なんだかんだ言ってこの魔王様は人が良い、知り合いに危険が迫れば色々文句を言ってから助ける、ではなぜ?
「アルテア様、ミーシャさんとレーナさんのお知り合いですか?」
「ミーシャちゃんは名前を聞いただけ、レーナはわたしの弟子だった。短い間だったが」
当たりだった。アルテアは話しを続ける「レーナは不憫な子どもでねぇ、良い家に産まれながらあの頭の角のせいでいじめられて、だから友達が出来たと聞いて、わたしの出番はここまでと身を引いたのだけど」アルテアはため息をつく。
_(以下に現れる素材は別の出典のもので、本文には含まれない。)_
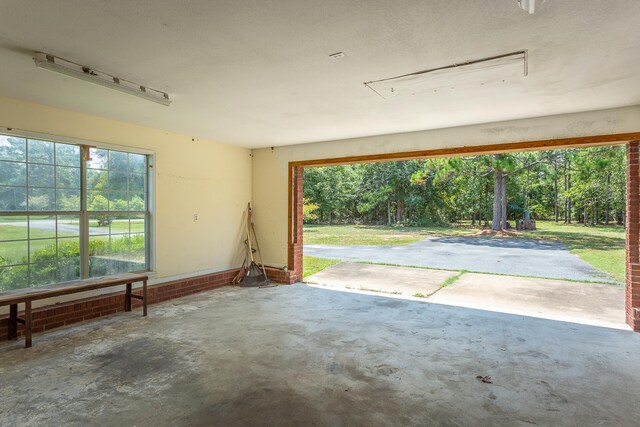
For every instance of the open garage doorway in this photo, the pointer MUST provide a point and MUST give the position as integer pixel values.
(537, 233)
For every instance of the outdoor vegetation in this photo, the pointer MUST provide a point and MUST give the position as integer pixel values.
(40, 203)
(584, 186)
(576, 196)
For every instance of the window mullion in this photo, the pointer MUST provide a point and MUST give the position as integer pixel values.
(84, 216)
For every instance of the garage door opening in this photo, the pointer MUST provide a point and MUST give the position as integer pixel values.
(539, 233)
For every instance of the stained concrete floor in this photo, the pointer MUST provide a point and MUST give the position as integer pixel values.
(298, 355)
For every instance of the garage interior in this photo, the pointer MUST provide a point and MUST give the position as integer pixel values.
(257, 91)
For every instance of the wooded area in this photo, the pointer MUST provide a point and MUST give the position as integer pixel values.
(584, 185)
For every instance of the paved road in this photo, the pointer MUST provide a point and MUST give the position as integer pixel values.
(523, 257)
(50, 224)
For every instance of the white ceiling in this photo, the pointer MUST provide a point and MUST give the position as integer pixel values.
(258, 73)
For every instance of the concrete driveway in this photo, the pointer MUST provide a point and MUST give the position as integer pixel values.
(521, 257)
(586, 303)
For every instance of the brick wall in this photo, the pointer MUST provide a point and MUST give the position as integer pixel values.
(54, 316)
(633, 236)
(295, 247)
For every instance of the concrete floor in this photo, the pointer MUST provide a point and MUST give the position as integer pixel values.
(298, 355)
(596, 304)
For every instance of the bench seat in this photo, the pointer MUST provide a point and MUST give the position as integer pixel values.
(17, 296)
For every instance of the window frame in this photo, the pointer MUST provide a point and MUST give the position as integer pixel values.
(84, 213)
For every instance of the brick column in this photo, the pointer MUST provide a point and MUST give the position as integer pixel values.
(633, 236)
(295, 244)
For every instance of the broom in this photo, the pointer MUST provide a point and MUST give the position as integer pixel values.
(253, 275)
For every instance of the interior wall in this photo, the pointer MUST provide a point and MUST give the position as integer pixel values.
(270, 166)
(190, 176)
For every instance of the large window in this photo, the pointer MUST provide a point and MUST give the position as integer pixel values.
(70, 211)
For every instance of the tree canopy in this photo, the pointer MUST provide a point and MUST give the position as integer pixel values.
(571, 185)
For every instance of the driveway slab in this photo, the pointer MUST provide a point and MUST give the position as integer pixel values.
(589, 303)
(381, 278)
(523, 257)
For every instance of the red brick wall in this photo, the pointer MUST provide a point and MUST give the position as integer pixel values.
(295, 247)
(633, 236)
(54, 316)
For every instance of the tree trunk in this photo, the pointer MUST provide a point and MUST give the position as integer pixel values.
(400, 217)
(555, 191)
(503, 200)
(497, 198)
(569, 197)
(607, 196)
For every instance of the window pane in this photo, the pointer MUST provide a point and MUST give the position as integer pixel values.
(137, 163)
(13, 228)
(12, 148)
(68, 200)
(68, 259)
(96, 201)
(39, 249)
(14, 252)
(67, 177)
(12, 173)
(117, 181)
(99, 158)
(41, 199)
(43, 273)
(97, 179)
(42, 251)
(136, 202)
(68, 225)
(42, 227)
(99, 224)
(40, 176)
(118, 201)
(136, 182)
(40, 151)
(14, 277)
(13, 198)
(118, 161)
(67, 155)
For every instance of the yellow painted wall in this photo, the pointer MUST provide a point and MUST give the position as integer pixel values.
(190, 176)
(270, 198)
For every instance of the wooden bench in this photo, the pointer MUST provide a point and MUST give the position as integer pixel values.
(16, 296)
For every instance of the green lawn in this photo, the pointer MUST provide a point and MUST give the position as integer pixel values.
(312, 265)
(376, 235)
(603, 247)
(15, 251)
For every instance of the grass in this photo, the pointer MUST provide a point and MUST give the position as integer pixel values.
(313, 265)
(453, 279)
(603, 247)
(15, 251)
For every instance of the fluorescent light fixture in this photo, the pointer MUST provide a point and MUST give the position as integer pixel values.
(529, 5)
(496, 69)
(59, 65)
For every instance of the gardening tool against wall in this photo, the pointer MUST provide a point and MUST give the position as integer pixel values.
(251, 274)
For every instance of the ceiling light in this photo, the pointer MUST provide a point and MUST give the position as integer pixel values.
(479, 72)
(59, 65)
(530, 5)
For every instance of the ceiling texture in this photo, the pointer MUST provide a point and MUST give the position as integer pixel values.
(259, 73)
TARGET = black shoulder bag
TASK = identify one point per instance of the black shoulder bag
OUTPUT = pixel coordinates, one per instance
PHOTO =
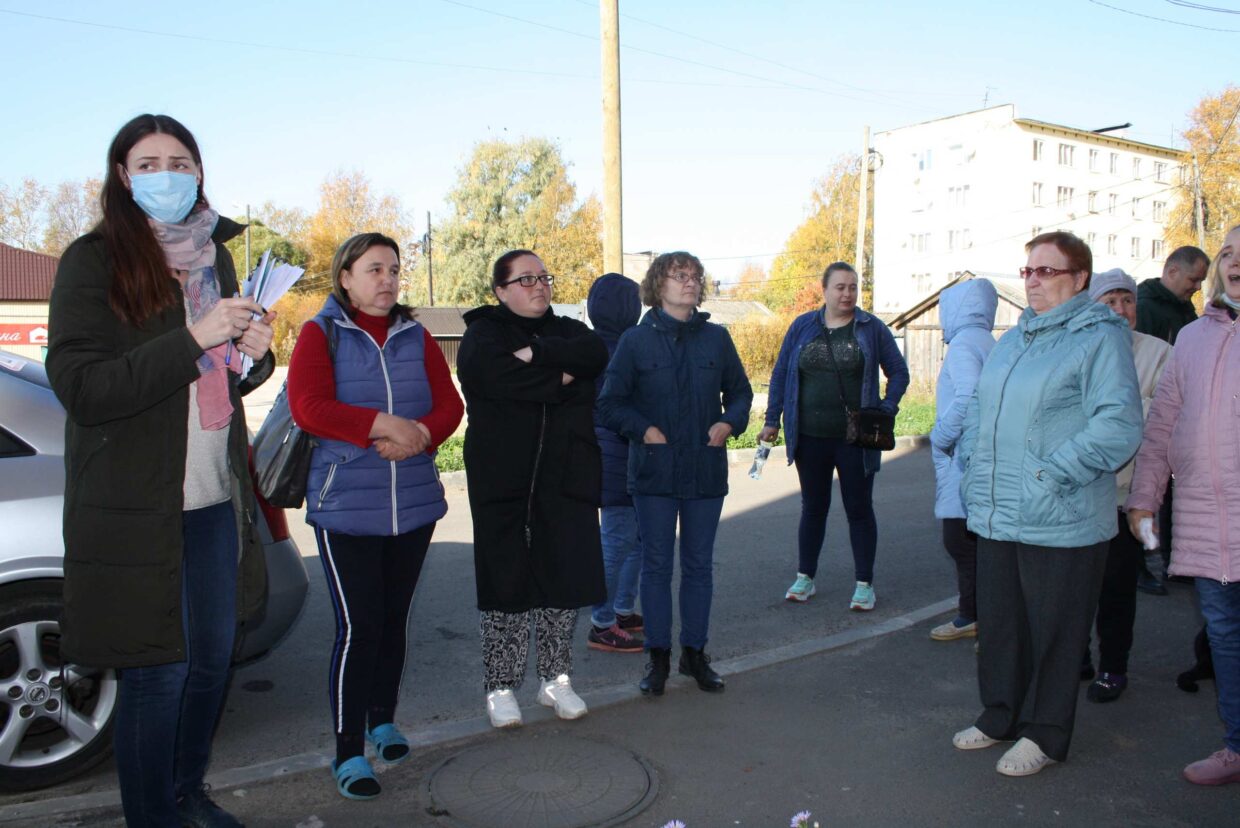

ナナは思い出す、“おもに男関係で色々あった” “ミスフォーチュン・ペア”。
アルテアは話しを続ける「二人の情報を集めていたら、この国に入ってケイ坊やと知り合ったって聞いてわたしは喜んだ。だがそんな喜びもある事を思い出し引っ込んでしまった」
アルテアは私の顔を指さしてこう言った「この国にはわたしの知り合いで、あの二人と別の意味で不幸な女の子がいた事を思い出しちまった。ナナあんたこのままで良いのか?」
ナナは最初アルテアが何を言いたいのか分からなかった。だからアルテアはまくし立てる様に言う。
「わたしはレーナとケイ坊やをくっつけたい、まあケイ坊やの趣味がミーシャの方が良いと言うのであれば、応援するのもやぶさかではない。あの子も十分不幸だった。でだ、ナナあんたはこのまま何もしないつもりか? あんたの母親のように何もしないでただ見ているだけで良いのかい?」
アルテアのある意味辛辣な言葉にナナは何も言えない。──いや、ナナの顔は真っ赤になる。今まで隠しに隠していた感情の仮面をアルテアは山の彼方に投げ飛ばしたのだ。
そこに有るのはケイの顔を見るだけで嬉しくなったり、悲しくなったりする。ケイを自分だけの者にしたがっている、とても、そうとっても自分勝手で嫉妬深くわがままな。ナナの大嫌いな女の顔だった。
だんだん、正体を現せて来ましたね、この魔王様。この後もこの調子で場をひっかきまわして行くんですよ。たちが悪いですね。